The brave athlete also called out the fact that Black Lives Matter “leans towards Marxism” and have said “negative things about the nuclear family.”
“I’m a Christian, so I just believe that I can’t kneel before anything besides God,” the pitcher said.
“I just can’t get on board with a couple things I’ve read about Black Lives Matter, how they lean towards Marxism,” Coonrod said. “And … they said some negative things about the nuclear family. I just can’t get on board with that.”
“I meant no ill will by it,” Coonrod told reporters. “I don’t think I’m better than anybody. I’m just a Christian. I believe I can’t kneel before anything but God, Jesus Christ. I chose not to kneel. I feel if I did kneel I’d be a hypocrite. I don’t want to be a hypocrite.”
Giants manager Gabe Kapler, who kneeled during the ribbon ceremony and the national anthem, said he respects Coonrod’s decision.
“The one thing that we said is we were going to let people express themselves,” Kapler said. “We were going to give them the choice on whether they were going to stand, kneel or do something else. That was a personal decision for Sam.”
The ultra-“woke” Sports Illustrated attacked Coonrod for his decision, however, accusing him of hiding behind his religion.

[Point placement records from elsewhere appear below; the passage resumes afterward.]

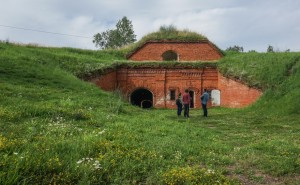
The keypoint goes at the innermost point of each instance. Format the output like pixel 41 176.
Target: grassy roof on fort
pixel 167 33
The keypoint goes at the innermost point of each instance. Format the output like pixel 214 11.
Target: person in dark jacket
pixel 204 99
pixel 179 104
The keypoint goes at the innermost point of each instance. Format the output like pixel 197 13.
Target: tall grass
pixel 277 74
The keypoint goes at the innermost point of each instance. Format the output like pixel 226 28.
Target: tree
pixel 121 36
pixel 235 48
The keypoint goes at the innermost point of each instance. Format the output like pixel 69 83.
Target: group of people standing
pixel 183 101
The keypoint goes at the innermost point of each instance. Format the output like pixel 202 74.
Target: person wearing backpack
pixel 204 99
pixel 179 104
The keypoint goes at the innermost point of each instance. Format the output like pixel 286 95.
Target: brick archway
pixel 141 97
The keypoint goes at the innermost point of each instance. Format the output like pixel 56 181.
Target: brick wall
pixel 160 81
pixel 107 81
pixel 187 51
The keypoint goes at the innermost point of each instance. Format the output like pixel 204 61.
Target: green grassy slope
pixel 57 129
pixel 277 74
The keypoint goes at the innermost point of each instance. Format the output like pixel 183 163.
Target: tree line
pixel 123 35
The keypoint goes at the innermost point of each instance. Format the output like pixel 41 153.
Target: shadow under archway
pixel 142 98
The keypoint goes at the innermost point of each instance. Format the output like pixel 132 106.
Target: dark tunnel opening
pixel 142 98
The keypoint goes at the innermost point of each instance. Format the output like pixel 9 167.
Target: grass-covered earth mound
pixel 58 129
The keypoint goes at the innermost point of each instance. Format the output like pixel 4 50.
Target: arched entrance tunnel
pixel 142 98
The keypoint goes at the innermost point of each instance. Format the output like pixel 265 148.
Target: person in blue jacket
pixel 204 99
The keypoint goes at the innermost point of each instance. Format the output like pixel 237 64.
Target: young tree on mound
pixel 121 36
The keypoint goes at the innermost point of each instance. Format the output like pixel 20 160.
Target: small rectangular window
pixel 172 95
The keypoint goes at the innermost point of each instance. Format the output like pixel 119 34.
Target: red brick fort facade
pixel 159 87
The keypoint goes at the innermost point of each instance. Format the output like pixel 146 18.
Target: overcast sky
pixel 252 24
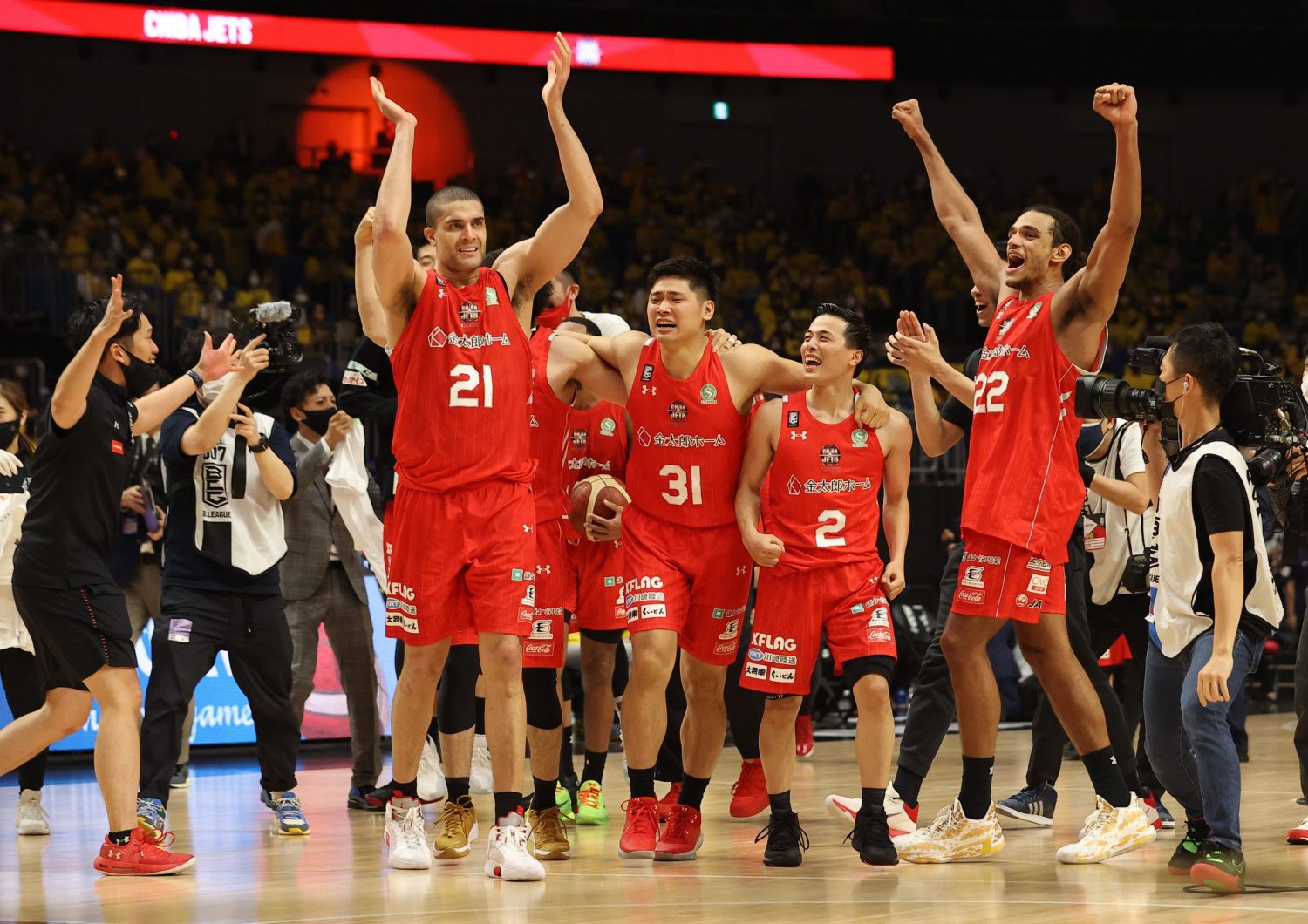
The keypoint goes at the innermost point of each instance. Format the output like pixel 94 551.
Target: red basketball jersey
pixel 463 377
pixel 548 424
pixel 596 444
pixel 823 489
pixel 1023 482
pixel 690 442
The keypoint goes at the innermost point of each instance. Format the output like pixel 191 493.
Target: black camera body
pixel 276 321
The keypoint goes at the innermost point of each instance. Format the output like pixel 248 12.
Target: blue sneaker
pixel 1033 805
pixel 287 811
pixel 151 817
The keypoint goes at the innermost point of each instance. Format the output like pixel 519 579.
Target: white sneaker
pixel 405 838
pixel 952 837
pixel 31 817
pixel 431 779
pixel 508 856
pixel 1109 832
pixel 480 778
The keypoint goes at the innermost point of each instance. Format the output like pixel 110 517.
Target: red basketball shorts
pixel 460 560
pixel 1006 581
pixel 795 607
pixel 693 581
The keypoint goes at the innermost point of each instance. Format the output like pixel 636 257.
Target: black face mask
pixel 8 433
pixel 318 420
pixel 139 376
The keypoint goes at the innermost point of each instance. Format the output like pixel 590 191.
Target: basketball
pixel 589 497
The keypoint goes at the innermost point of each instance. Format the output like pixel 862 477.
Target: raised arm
pixel 1090 297
pixel 955 209
pixel 560 235
pixel 399 279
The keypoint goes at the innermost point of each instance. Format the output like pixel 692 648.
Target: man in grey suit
pixel 322 578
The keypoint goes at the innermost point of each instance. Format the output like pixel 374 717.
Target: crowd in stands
pixel 209 238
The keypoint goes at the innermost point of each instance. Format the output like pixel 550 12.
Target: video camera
pixel 276 321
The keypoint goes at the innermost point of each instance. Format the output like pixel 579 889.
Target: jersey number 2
pixel 468 379
pixel 989 389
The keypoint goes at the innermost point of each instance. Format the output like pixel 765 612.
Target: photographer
pixel 228 471
pixel 1214 604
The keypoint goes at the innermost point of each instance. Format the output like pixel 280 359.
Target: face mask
pixel 139 376
pixel 318 420
pixel 209 390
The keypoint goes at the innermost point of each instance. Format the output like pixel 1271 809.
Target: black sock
pixel 510 803
pixel 594 766
pixel 1107 777
pixel 908 785
pixel 692 791
pixel 643 782
pixel 975 793
pixel 458 787
pixel 543 793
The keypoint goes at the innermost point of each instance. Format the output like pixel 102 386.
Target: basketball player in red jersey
pixel 462 366
pixel 1023 489
pixel 687 570
pixel 821 570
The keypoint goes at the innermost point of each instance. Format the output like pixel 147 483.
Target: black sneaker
pixel 871 838
pixel 1188 851
pixel 787 840
pixel 1218 866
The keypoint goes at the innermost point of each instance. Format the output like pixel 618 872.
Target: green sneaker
pixel 590 800
pixel 1188 851
pixel 562 798
pixel 1221 868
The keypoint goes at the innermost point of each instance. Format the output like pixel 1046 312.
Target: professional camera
pixel 276 321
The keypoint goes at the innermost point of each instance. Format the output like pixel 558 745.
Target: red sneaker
pixel 666 804
pixel 640 832
pixel 803 735
pixel 141 856
pixel 682 835
pixel 750 793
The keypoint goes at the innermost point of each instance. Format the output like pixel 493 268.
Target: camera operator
pixel 1214 604
pixel 228 472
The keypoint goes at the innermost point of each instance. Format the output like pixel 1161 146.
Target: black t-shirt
pixel 954 411
pixel 78 481
pixel 1219 502
pixel 183 563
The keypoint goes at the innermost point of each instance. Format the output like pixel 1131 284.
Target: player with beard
pixel 1025 492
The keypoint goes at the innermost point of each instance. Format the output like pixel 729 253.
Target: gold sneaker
pixel 952 837
pixel 455 829
pixel 1109 832
pixel 548 835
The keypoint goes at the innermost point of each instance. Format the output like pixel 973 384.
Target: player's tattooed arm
pixel 759 452
pixel 955 209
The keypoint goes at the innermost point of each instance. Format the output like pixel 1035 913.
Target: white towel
pixel 348 481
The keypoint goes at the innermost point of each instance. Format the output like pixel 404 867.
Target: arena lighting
pixel 177 25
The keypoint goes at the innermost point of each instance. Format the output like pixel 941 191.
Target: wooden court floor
pixel 245 873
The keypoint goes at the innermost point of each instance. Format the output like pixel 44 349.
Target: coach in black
pixel 227 469
pixel 62 583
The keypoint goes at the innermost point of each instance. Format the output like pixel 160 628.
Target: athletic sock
pixel 643 782
pixel 1107 777
pixel 594 766
pixel 543 793
pixel 510 803
pixel 692 791
pixel 457 787
pixel 975 793
pixel 908 785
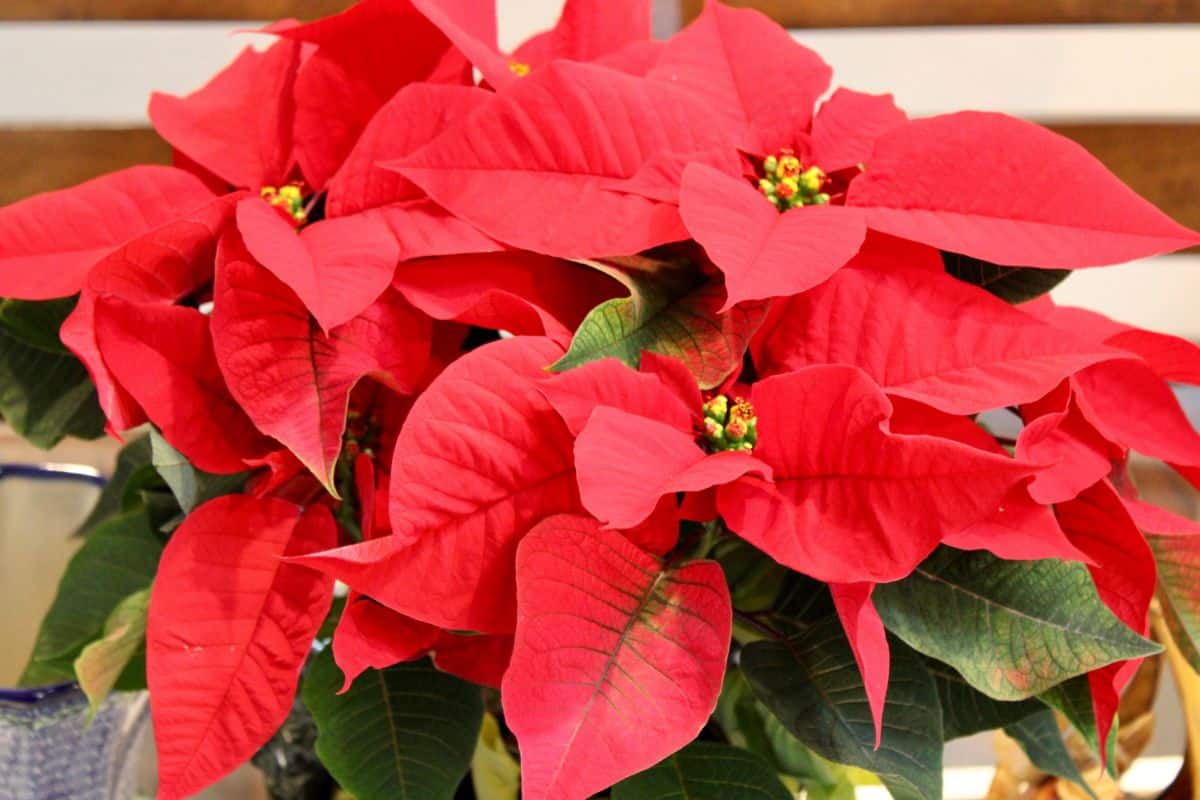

“Coonrod seems to be missing the point of the ribbon display: It was meant to be an anodyne alternative to actual protest. Even if you believe that kneeling during the national anthem is somehow disrespectful to the military, kneeling during a Morgan Freeman speech gives you another way to show support with risking blowback,” Sports Illustrated wrote. “And in fact, last night only a handful of Dodgers and Giants (Mookie Betts, San Francisco manager Gabe Kapler and Pablo Sandoval among them) were brave enough to kneel during the anthem.”